June 28, 2024 |  3 min read

The reception of the ‘Co-Assignment Galaxy’ has been a minor ongoing puzzle in our work. The Galaxy is generally recognized as the coolest thing we’ve built – a navigable, bird’s eye view of all of anglophone higher education and a very novel way of looking at fields and subfields. And it does attract a lot of oohs and aahs. What is doesn’t attract is substantive conversation, which has surprised me because it provides a way of visualizing and characterizing everyone’s field. And people argue about those constantly.

So I’ve taken a stab at the question of why the dog didn’t bark – why people are fascinated by the Galaxy but don’t know what to do with it, or how to argue about it. And the answer, I think, comes down mostly to the lack of habits of interpretation of large-scale plots, which are an increasingly common but also very recent way of representing data. New forms of representation need new forms of literacy, and then the specifics of this representation – of fields composed of teaching choices – bring additional requirements. I’ve explored both issues in a piece at Public Books, and in the process tried to convey what I think we can learn about fields and the structure of higher ed from the Galaxy.

Big, well-consolidated disciplines often resemble archipelagos that spread out along their major teaching subdivisions. This subfield geography in English is distinctive and reflects the continued periodization of teaching by century, country, and—to a lesser extent—genre.

The disciplinary gravity that holds these clusters together, though, can be fragile.

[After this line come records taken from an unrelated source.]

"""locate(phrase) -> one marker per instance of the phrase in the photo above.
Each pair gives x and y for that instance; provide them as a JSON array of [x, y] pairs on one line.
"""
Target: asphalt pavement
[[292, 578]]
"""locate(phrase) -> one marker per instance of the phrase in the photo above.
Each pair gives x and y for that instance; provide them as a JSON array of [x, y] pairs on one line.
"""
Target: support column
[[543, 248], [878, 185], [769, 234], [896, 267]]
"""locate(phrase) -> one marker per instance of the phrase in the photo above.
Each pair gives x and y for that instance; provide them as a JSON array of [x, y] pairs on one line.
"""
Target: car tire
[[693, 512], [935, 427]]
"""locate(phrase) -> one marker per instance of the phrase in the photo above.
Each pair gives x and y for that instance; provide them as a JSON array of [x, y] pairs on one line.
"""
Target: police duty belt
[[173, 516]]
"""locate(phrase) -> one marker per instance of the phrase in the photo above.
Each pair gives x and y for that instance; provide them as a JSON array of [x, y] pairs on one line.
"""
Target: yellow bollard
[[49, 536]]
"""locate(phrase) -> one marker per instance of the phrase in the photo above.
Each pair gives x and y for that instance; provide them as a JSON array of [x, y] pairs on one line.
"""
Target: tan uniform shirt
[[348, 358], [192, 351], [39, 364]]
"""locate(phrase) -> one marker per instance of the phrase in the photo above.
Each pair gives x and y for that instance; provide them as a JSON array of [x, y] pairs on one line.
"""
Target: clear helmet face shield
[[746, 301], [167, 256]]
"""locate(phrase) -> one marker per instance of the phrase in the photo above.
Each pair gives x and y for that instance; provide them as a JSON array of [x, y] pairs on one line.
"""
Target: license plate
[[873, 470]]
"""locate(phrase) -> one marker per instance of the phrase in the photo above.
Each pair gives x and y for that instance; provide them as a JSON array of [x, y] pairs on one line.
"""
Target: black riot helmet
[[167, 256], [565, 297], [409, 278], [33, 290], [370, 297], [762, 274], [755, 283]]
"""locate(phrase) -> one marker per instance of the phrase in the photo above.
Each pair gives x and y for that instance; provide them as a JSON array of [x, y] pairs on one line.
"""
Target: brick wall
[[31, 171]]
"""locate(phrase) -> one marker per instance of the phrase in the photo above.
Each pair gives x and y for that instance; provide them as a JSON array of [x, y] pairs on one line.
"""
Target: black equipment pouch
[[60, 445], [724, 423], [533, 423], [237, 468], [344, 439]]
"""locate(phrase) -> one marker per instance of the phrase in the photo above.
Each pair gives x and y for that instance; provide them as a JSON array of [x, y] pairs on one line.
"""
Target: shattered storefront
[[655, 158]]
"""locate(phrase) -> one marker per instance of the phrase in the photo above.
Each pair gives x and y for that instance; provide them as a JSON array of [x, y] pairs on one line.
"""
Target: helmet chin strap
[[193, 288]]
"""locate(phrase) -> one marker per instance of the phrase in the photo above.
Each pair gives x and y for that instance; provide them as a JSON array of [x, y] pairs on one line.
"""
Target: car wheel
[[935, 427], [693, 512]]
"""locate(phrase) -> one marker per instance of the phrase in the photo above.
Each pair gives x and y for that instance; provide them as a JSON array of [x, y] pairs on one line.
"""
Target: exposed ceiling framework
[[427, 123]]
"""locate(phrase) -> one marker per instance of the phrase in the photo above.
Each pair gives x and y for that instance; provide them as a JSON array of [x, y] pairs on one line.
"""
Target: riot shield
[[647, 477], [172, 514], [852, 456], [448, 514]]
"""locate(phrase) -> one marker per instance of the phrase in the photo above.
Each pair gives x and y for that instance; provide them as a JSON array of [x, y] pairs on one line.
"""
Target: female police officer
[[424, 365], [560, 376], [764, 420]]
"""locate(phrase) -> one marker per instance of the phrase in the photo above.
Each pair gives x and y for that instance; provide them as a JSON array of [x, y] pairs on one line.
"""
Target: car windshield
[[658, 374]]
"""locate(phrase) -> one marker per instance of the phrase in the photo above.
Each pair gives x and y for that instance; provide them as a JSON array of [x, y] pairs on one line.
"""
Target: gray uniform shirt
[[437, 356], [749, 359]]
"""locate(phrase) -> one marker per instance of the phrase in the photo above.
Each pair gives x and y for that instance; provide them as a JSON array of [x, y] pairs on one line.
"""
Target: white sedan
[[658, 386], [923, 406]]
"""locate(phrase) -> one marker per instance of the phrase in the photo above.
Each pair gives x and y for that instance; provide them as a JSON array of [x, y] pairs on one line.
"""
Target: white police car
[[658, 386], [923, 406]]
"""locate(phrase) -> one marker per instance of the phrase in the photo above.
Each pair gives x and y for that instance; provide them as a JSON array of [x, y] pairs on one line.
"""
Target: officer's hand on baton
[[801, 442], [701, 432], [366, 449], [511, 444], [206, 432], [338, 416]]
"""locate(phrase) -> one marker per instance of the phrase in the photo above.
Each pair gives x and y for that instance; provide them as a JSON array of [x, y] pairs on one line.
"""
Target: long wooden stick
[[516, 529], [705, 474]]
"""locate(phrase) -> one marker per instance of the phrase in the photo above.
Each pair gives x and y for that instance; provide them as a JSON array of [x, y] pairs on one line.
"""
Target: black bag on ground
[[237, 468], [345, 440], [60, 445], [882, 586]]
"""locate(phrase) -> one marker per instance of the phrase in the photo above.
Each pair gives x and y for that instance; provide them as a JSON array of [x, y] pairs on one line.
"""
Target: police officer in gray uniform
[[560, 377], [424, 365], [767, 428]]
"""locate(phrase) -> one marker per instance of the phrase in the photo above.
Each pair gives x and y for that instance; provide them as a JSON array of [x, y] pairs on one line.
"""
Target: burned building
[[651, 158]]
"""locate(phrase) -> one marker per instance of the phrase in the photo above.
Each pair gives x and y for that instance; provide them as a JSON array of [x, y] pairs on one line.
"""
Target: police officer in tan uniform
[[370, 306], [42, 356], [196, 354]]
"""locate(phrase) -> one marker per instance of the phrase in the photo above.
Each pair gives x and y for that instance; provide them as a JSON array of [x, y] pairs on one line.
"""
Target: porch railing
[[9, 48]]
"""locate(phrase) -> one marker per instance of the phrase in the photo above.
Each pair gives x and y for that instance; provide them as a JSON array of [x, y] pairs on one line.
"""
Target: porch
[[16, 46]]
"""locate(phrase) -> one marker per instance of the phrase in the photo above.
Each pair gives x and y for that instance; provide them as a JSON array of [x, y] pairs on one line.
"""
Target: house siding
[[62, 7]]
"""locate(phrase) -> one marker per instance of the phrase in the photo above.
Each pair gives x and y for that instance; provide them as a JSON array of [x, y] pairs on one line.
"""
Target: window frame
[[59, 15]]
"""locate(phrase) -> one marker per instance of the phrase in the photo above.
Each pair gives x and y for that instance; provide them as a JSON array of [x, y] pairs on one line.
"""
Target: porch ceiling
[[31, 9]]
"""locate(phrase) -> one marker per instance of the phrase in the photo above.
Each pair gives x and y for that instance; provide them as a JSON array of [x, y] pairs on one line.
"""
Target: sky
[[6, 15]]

In the real world, classes that tick more than one disciplinary box can be cross listed. In the Galaxy this tension has to be resolved through color and spatial location. Most fields have inflection points where disciplinary commonalities can be outcompeted by strong thematic or problem-centered curricula, which “pull” titles into their orbits. Such tensions between disciplinary and topical organizations of teaching and research have been the starting point for many new fields over the years, such as the area studies fields that emerged in the postwar decades in part through SSRC programs.

Area studies fields turn out to be strong attractors of disciplinary titles. There is, for example, a large semicircular cluster for Asian and South Asian studies, composed of an arc running from India in the southeast to China and Japan in the northwest. What’s the main thematic connector between South Asia and East Asia? The study of Hinduism and Buddhism, here in teal and gray. There is a corresponding regional Africa cluster with differentiated political science, history, and literature subclusters and a similar one for Latin America. And there is a more nebulous cluster covering the Middle East, North Africa, and the study of Islam—with the last contributing a strong interdisciplinary dimension to the field.